A million dollars is nothing to sneeze at. It's a lot of money, but is it enough to retire on? Or is it way too much?
It's a lot easier to plan for a concrete end goal. That's probably how the million-dollar benchmark for retirement savings got so popular. It's a memorable number -- and an assumption that does indeed serve a lot of people's financial plans well.
Assumptions can be dangerous, though. So before you spend the next 10 or 30 years over- or under-saving, take a little time to assess your situation. Start right now to see if a million bucks is enough -- or too much -- to fund your future plans.
Run the Numbers
The place to start is by envisioning the future you and estimating how much money you'll need to fund that lifestyle.
Make a list of expected expenses, such as housing, food, entertainment, travel, utilities, insurance, taxes, clothing, and health care. (Online calculators can be helpful for this.) Be as realistic as possible -- note, for example, that Fidelity Investments has estimated that a typical couple in retirement will spend an average of about a quarter of a million dollars on health care alone in retirement.)
You're going to end up with a big number -- one that may make you hyperventilate. Don't drop this exercise just yet. Now it's time to tally your expected income. You can look up your expected Social Security benefits at the Social Security website. As an example, the average monthly benefit for a retiree was recently $1,229, amounting to $14,748 per year. You're likely to collect more or less than that, of course -- and you can increase your benefit by about 8% for every year that you delay taking it, beyond your normal retirement age. Also, make sure to add in income from any pensions or annuities you may have, along with dividend income and withdrawals from retirement accounts such as 401(k)s and IRAs.
Going Through Withdrawals
Now that you're armed with all this data on your expected income and expenses, you can put it in context.
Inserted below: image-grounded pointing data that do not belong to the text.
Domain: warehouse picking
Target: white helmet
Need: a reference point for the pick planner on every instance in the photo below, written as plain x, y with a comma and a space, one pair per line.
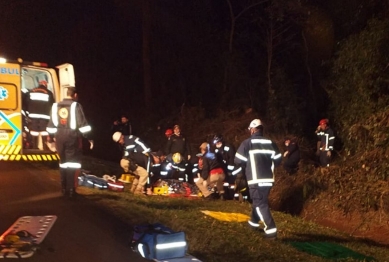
255, 123
116, 136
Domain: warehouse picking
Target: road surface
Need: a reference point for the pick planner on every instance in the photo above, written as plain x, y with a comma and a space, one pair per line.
82, 232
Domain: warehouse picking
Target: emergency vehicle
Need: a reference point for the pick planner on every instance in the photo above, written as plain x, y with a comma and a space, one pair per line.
17, 78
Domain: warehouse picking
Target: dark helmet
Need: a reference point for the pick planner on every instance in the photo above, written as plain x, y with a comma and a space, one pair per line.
217, 138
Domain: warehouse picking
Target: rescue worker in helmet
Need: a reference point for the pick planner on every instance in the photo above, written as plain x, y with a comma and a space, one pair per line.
227, 153
174, 167
177, 143
259, 156
211, 174
325, 142
39, 102
68, 124
136, 159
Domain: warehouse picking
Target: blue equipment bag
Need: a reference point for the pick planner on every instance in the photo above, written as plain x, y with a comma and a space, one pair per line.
156, 241
92, 181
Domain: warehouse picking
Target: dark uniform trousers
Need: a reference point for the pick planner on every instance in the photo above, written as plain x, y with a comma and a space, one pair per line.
69, 148
260, 208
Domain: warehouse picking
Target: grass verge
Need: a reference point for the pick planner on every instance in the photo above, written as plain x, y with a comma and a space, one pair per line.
212, 240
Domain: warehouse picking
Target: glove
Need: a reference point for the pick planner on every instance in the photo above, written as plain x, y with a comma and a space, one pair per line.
91, 144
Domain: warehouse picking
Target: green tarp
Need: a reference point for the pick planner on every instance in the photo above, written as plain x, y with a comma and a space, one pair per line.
329, 250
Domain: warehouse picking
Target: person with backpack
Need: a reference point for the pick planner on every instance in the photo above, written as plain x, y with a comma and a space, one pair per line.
259, 155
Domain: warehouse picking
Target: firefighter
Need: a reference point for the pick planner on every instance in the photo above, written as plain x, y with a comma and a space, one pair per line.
259, 155
136, 159
68, 124
227, 152
177, 143
212, 173
39, 102
325, 143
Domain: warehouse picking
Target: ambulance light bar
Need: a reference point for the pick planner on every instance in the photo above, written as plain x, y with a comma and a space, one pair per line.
20, 61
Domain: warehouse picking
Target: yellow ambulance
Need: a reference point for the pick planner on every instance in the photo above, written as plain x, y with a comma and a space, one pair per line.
17, 78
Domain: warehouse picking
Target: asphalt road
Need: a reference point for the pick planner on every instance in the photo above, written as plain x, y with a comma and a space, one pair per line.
82, 232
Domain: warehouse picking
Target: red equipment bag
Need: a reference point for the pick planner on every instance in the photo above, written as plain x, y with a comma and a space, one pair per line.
116, 186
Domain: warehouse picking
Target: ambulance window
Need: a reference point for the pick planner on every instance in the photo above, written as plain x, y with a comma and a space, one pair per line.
32, 76
8, 97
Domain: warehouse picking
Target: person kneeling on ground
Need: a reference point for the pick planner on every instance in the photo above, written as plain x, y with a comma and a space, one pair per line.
136, 160
211, 173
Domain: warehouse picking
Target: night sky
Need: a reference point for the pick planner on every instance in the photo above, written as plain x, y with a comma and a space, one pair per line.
189, 55
102, 39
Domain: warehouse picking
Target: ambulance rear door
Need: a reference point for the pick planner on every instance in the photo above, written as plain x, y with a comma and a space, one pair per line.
10, 110
66, 78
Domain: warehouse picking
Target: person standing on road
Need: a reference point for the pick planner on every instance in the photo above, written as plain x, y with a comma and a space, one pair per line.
68, 124
177, 143
325, 142
136, 159
258, 156
226, 151
39, 103
211, 174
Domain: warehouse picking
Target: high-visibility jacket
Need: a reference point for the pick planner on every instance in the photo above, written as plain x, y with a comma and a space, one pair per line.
39, 103
227, 152
327, 139
259, 156
67, 122
69, 115
136, 150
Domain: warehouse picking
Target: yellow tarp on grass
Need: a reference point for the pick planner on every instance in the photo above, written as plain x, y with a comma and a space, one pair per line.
225, 216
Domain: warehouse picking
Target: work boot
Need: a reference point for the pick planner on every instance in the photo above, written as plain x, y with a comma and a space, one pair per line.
133, 188
139, 191
222, 197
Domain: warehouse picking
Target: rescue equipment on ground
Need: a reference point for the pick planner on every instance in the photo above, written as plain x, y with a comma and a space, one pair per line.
92, 181
21, 240
156, 241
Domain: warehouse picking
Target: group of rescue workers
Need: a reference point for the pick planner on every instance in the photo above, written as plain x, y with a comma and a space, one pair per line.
251, 166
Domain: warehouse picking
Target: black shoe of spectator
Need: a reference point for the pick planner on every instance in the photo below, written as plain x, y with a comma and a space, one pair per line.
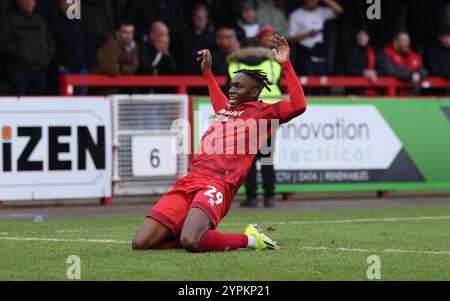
269, 203
249, 203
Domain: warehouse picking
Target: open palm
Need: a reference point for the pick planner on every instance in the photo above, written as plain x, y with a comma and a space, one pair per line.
283, 52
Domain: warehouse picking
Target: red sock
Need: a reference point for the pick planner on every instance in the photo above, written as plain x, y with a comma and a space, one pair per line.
173, 244
217, 241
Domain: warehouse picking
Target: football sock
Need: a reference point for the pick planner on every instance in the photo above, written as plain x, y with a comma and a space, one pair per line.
217, 241
251, 242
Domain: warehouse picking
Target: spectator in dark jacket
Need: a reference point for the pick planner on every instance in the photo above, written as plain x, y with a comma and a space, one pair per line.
399, 60
28, 48
189, 41
225, 44
439, 56
154, 55
75, 50
98, 15
361, 61
144, 13
119, 56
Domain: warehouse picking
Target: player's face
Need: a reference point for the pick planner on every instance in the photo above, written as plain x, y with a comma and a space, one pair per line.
242, 89
403, 43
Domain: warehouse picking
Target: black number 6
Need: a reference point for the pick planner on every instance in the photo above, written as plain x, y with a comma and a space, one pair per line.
154, 159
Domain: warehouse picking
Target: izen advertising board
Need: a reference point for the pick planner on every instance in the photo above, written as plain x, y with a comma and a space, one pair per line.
55, 148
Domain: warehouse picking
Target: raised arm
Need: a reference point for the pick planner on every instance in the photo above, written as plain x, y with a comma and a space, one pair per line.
288, 109
218, 99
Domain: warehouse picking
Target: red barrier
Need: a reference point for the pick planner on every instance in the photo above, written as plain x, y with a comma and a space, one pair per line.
182, 83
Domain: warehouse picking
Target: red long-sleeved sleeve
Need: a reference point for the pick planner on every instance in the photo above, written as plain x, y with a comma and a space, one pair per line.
218, 99
297, 106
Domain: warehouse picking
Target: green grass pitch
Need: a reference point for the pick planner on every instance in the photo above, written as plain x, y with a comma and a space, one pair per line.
413, 244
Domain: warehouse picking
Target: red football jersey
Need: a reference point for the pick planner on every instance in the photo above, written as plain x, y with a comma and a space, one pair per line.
230, 144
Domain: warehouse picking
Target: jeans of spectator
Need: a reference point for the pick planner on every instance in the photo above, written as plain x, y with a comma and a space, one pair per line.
79, 90
268, 174
26, 82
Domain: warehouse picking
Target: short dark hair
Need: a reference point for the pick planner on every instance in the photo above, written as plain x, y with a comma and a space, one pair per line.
125, 22
259, 76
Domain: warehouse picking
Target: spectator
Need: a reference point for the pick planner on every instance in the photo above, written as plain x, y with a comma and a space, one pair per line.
399, 60
144, 13
269, 14
439, 56
154, 54
253, 56
99, 17
247, 26
306, 29
189, 41
263, 36
225, 44
119, 56
74, 46
28, 48
361, 60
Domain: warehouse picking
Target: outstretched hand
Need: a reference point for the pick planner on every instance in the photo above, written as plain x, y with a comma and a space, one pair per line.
206, 60
283, 52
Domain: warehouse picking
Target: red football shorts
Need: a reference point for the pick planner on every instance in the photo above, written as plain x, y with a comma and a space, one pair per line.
193, 191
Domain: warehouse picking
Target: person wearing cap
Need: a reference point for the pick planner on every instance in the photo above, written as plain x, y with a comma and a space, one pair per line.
256, 54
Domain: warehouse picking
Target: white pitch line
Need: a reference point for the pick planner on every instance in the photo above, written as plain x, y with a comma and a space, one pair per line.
307, 248
338, 221
101, 241
357, 220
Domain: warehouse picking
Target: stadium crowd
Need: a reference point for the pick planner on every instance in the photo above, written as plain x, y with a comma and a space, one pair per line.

It helps to know how much of your nest egg you can withdraw each year, without taking so much that you run out of funds before you run out of time. The pros don't agree on any single best withdrawal rate, but 4% is respected by many as a reasonable starting sum, with it adjusted for inflation annually. You can choose to be more conservative by withdrawing less, or more aggressive by withdrawing more.
You can also tweak it all a little, depending on how the stock market does. If the market tanks right before you plan to retire, you might delay retiring for a year or two, so that your nest egg can get plumped up a bit more. Or if you're already retired, you might try to withdraw a little less than usual that year.
The $375,000 Difference
Here's some easy but important math related to your withdrawals: If you expect to have a nest egg of, say, $1 million, multiply it by 0.04 -- which is 4% -- to see what your initial withdrawal will be. In this case, it's $40,000. If you manage to amass $300,000 by retirement, a 4% withdrawal will net you $12,000 in your first year.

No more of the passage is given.